Contact information for county health departments can be found on this site:

You can also submit samples to a certified commercial lab near you. Contact information for commercial laboratories that are certified by the Florida Department of Health are found here: This site also includes county health department labs as well as university labs and others. You can search by county.

What should you do if your well water sample tests positive for bacteria?

The Florida Department of Health recommends well disinfection if water samples test positive for total coliform bacteria or for both total coliform and E. coli, a type of fecal coliform bacteria.

You can hire a local licensed well operator to disinfect your well, or if you feel comfortable, you can shock chlorinate the well yourself. Texas A&M’s AgriLife Extension Service provides detailed instructions on how to shock chlorinate your well in both English: and Spanish:

After well disinfection, you need to have your well water re-tested to make sure it is safe to use. If it tests positive again for Total coliform bacteria or both Total coliform and E. coli call a licensed well operator to have the well inspected to get to the root of the problem.

Well pump and electrical system care

If the pump and/or electrical system have been underwater and are not designed to be used underwater, do not turn on the pump. There is a potential for electrical shock or damage to the well or pump.
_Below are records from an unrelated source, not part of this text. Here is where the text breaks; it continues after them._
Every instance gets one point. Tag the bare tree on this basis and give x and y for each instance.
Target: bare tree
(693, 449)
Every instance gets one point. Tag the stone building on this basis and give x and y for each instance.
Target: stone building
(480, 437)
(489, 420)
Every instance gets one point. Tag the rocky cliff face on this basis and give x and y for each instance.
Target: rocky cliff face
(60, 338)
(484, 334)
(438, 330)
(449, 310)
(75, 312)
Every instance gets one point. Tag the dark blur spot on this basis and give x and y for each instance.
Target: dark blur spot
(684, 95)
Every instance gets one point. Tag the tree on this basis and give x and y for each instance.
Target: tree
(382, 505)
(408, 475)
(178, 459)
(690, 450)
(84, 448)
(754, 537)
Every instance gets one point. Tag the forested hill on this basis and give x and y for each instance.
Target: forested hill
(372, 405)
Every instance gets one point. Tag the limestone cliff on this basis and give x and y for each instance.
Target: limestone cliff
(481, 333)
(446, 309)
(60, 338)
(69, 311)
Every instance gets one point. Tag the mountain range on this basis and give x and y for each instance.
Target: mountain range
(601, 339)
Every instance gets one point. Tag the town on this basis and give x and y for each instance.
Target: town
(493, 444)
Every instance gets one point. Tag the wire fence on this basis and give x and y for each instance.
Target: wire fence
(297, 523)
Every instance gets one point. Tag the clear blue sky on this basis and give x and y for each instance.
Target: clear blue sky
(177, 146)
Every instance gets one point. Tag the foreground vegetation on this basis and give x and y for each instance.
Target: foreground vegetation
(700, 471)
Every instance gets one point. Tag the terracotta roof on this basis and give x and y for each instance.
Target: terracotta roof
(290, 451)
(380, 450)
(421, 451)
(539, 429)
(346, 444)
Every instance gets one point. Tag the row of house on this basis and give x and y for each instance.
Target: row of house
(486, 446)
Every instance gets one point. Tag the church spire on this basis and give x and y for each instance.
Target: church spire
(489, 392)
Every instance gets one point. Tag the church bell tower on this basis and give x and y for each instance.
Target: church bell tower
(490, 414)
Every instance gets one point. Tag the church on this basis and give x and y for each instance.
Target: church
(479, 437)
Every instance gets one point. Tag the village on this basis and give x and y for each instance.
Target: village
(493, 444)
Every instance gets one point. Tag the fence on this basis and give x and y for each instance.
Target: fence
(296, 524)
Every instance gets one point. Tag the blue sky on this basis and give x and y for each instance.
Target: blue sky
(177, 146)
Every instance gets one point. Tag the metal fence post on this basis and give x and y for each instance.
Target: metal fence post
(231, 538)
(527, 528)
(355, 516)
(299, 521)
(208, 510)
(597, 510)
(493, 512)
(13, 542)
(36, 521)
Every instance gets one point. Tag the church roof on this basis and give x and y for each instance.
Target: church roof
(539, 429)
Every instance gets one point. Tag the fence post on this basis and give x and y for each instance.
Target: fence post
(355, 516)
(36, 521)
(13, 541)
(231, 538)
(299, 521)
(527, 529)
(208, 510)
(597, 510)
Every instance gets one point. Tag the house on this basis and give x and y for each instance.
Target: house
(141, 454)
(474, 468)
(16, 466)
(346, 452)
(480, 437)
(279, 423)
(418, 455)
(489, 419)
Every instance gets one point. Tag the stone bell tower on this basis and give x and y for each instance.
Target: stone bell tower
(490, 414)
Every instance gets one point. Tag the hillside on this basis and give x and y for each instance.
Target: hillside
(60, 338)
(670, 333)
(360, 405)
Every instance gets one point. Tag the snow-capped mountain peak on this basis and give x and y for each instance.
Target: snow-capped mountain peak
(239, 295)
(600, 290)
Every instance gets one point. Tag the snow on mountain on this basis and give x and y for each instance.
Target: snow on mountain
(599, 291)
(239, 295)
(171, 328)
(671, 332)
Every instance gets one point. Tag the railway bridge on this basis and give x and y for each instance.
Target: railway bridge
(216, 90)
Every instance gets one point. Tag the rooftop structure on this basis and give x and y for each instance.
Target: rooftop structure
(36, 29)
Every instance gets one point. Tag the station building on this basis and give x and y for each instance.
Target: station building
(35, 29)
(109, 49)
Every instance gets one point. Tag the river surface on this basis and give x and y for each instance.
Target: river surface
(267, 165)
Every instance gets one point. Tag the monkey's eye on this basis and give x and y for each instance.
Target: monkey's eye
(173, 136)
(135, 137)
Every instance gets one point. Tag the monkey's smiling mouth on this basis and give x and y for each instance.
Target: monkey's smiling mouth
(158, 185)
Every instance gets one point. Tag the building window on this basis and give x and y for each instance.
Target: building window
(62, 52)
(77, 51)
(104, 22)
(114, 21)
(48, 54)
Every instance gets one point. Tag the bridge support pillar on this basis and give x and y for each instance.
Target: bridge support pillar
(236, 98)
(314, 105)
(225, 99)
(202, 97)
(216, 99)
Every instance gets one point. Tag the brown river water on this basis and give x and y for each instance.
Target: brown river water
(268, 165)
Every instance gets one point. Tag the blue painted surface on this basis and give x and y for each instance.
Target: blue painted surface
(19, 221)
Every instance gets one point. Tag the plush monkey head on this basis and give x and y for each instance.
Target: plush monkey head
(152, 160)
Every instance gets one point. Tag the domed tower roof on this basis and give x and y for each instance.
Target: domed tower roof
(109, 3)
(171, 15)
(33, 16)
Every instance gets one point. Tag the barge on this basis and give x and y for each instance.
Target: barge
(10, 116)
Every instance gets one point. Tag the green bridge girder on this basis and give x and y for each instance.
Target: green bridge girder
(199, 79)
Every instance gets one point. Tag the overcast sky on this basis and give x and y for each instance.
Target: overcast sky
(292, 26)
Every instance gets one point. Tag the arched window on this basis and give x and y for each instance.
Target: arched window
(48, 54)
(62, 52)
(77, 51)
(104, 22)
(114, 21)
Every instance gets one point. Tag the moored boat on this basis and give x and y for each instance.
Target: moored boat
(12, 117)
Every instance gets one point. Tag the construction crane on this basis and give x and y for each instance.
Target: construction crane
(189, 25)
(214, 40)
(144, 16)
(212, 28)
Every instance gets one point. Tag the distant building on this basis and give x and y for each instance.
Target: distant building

Stay away from the well pump while flooded to avoid electric shock.

Once the floodwaters have receded and the pump and electrical system have dried, a qualified electrician, well operator/driller or pump installer should check the wiring system and other well components.

Remember: You should have your well water tested at any time when:

  • A flood occurred and your well was affected
  • The color, taste or odor of your well water changes or if you suspect that someone became sick after drinking your well water.
  • A new well is drilled or if you have had maintenance done on your existing well

The Florida Department of Health (FDOH) maintains an excellent website with many resources for private well users which includes information on potential contaminants and how to maintain your well to ensure the quality of your well water.